Fine-Tuned Large Language Models for Logical Translation: Reducing Hallucinations with Lang2Logic
This addresses the need for precise automated reasoning in software systems, though it appears incremental as it builds on existing LLM and NLP techniques.
The paper tackles the problem of hallucinations in large language models (LLMs) when translating natural language to formal logic, introducing a framework that combines fine-tuned LLMs with symbolic methods to reduce errors and generate reliable Conjunctive Normal Form (CNF) outputs.
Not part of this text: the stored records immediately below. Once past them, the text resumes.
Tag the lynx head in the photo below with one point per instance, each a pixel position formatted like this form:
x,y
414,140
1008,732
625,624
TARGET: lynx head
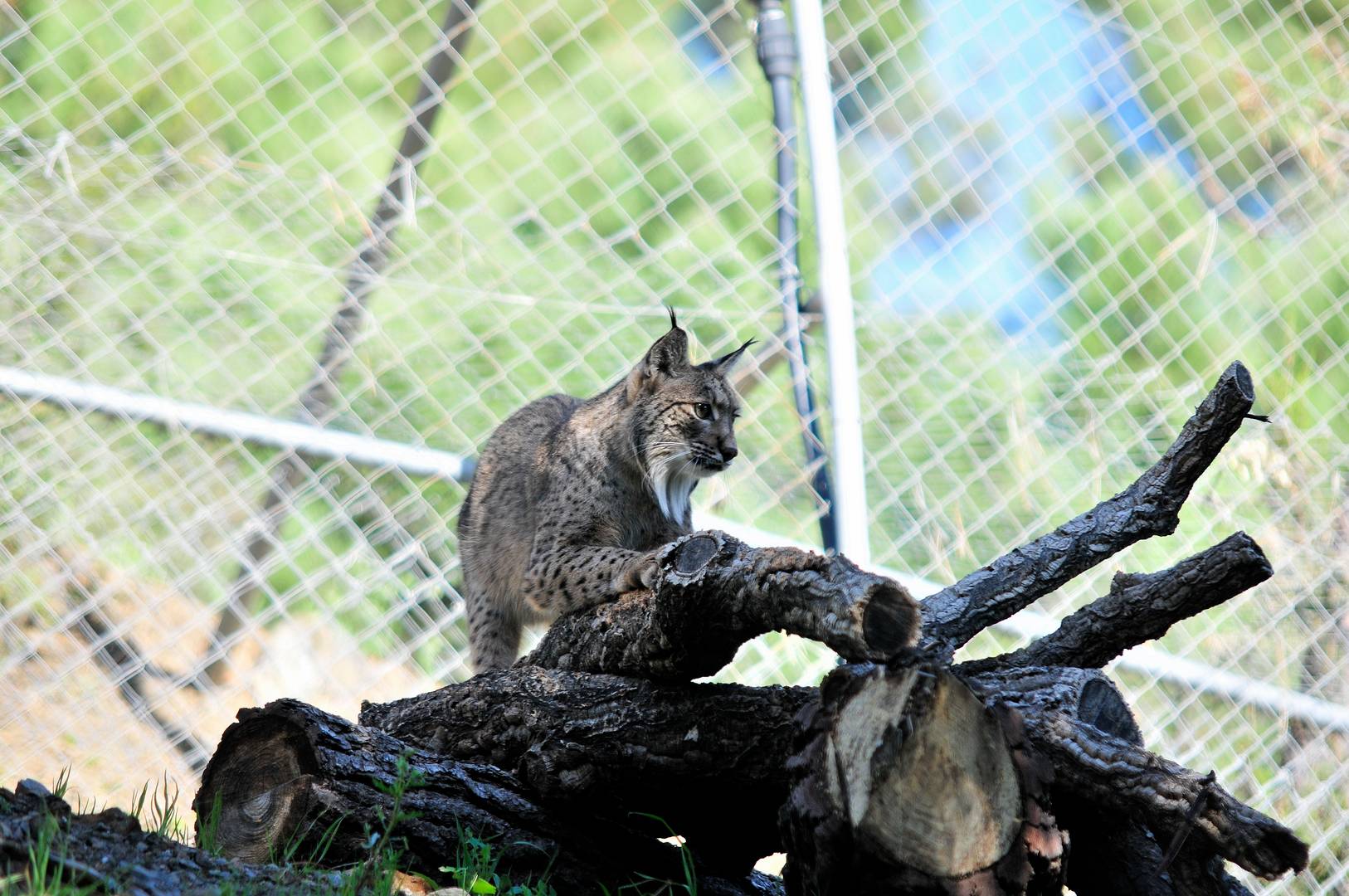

Recent advances in natural language processing (NLP), particularly large language models (LLMs), have motivated the automatic translation of natural language statements into formal logic without human intervention. This enables automated reasoning and facilitates debugging, finding loop invariants, and adhering to specifications in software systems. However, hallucinations-incorrect outputs generated by LLMs are challenging, particularly for logical translation tasks requiring precision. This work introduces a novel framework that inputs English sentences, converts them into logical expressions, and then translates them into Conjunctive Normal Form (CNF) for satisfiability solving. It employs classical NLP techniques with self-defined grammar, symbolic computation libraries, and a fine-tuned language model to reduce hallucinations. In the early experiments, we observed that the fine-tuned model, trained on different grammar settings, could intentionally correct the same types of hallucinations made by the original model. Thus, it provides reliable CNF generation.